Engineers at the New Jersey Institute of Technology say they are on the verge of producing a reliable smart gun, which could be on the market in two or three years.
The gun has electronically computerized sensors embedded in the handle that can recognize the strength, size and pattern of the owner's grip - and anyone else programmed to operate the gun -- during the first second when the trigger is squeezed.
The federal government has pumped about $2 million into the NJIT smart gun research, which began as a project to prevent accidental child shooting deaths.
Grants also have gone to private gun makers looking into guns that operate via a radio transmitter worn on the wrist and a gun that reads a rice grain-sized computer chip injected into the owner's hand.
None has been perfected.
NJIT researchers still need to prove the gun's "software is equally as reliable" as the gun's hardware even under crisis conditions, said Donald Sebastian, a biomedical engineer who heads the project.
Sebastian believes the NJIT prototype, when perfected, would not only convince law enforcement skeptics, but it would cost less than $50 extra.
"It would have rendered the gun inoperable in the hand of the [Atlanta] suspect," he said.
But Sebastian cautioned that no gun is foolproof.
"We have the word 'misfire' in the English language for a reason," he said.
In fact, Hollingsworth, who now works as a bailiff at the county courthouse where Polke was tried, testified that the gun pointed at his head backfired, giving him a life-saving chance to get to his patrol car and call for back-up.
The Atlanta rampage began after rape suspect Brian Nichols, a 200-lb former college linebacker, allegedly overpowered an unarmed female deputy and took her gun out of a lockbox.
Can anyone verify this part about the lockbox? This is the first that I have heard about it. Is this the same as the lockbox for airline pilots or Social Security?
Why in God's name would they exempt cops when that's where this is most likely to happen.

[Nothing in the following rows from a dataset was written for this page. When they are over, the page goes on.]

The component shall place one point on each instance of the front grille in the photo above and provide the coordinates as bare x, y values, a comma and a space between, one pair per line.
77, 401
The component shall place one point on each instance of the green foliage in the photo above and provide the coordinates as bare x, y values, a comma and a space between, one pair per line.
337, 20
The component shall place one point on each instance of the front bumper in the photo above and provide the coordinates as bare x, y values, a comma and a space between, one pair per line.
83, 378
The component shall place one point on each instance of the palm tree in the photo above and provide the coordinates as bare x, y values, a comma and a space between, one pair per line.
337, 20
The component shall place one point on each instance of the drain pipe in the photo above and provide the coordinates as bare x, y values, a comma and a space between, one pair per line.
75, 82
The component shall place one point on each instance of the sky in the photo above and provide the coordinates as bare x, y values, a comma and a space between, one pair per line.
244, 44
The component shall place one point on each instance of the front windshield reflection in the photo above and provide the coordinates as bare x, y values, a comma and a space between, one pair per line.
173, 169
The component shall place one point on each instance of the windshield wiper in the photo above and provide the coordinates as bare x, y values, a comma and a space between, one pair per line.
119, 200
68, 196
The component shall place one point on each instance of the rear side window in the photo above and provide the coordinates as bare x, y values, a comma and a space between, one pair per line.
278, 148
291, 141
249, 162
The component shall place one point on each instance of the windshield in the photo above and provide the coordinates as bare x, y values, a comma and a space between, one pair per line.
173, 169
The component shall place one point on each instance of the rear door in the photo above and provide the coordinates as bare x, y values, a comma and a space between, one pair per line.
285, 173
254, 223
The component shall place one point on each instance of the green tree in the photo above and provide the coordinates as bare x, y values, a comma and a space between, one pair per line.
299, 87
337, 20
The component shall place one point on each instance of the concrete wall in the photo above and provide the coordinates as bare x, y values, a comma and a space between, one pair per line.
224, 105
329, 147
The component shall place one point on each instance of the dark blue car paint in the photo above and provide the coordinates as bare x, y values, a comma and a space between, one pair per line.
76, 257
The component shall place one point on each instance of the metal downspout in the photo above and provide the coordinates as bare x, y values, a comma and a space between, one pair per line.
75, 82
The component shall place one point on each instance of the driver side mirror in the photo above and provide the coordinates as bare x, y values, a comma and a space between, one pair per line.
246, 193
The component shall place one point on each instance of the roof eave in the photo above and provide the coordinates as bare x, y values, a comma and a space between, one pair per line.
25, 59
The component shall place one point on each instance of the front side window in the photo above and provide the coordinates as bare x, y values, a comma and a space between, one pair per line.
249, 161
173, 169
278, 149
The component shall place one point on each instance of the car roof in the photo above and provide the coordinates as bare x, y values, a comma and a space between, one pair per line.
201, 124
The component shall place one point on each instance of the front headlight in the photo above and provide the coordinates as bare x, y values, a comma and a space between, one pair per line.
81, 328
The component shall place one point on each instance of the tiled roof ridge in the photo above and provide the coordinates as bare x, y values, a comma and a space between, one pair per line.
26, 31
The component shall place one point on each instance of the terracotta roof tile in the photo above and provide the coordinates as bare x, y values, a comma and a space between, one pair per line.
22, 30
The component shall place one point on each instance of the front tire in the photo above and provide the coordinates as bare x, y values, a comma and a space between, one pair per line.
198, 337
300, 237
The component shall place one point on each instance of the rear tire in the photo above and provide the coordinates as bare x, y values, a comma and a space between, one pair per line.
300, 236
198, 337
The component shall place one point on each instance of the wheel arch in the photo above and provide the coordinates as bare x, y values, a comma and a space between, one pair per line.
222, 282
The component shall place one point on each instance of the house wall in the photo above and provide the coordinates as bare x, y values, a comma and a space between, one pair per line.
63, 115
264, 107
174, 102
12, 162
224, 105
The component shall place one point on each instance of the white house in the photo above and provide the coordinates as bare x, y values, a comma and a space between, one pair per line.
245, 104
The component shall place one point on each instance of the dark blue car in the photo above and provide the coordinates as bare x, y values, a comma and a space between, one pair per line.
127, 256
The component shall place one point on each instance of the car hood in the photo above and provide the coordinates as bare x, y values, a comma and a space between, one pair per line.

I know why, and everyone else does too I imagine.
No smart guns until the cops have used them for 5 years. Make the cops use them mandatory. Make it optional for civilians.

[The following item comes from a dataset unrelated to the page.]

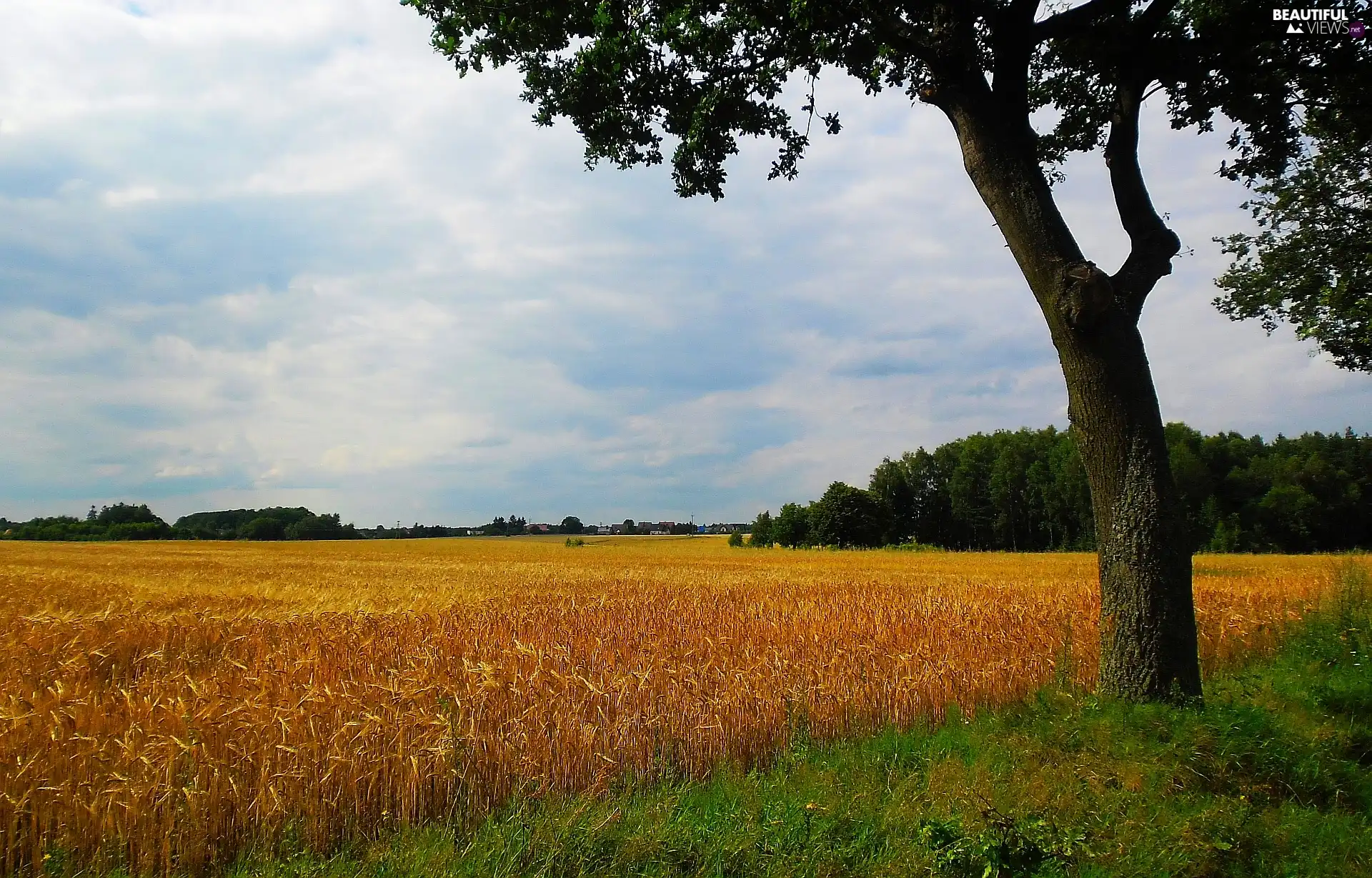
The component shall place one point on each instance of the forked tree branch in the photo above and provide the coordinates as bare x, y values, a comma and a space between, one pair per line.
1151, 243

maybe a barrel obstruction ???
The lockbox story has gotten a little play, although he evidently knew where the box was and which key on her ring opened it...
When "smart guns" have a failure rate of 1-in-10,000 rounds like a modern combat handgun under military test conditions, they can come talk to me. Until then, they can cram it. A defensive firearm is about reliability above all else.
Uh, huh. Unless your hand is sweaty from fear or exerrtion and your grip is "off." Or your primary hand is injured and you have to fire off-hand. Or you have to use another cop's gun. Etcetcetc.
Let the police test it first, for ten years. Starting with the bodyguards of politicians.
How's the book going?
Seems smart cops/supervisors would be more helpful.
Weapons retention training should be a basic. How would the 'smart' gun have worked with wounded cops and bloody hands? Would one cop be able to use his partner's gun? etc., etc., here we go again.....
Amd that is only HALF of a brain!
LOL, you get the idea.
Too slowly! If I'm finished during 2005, I'll be lucky.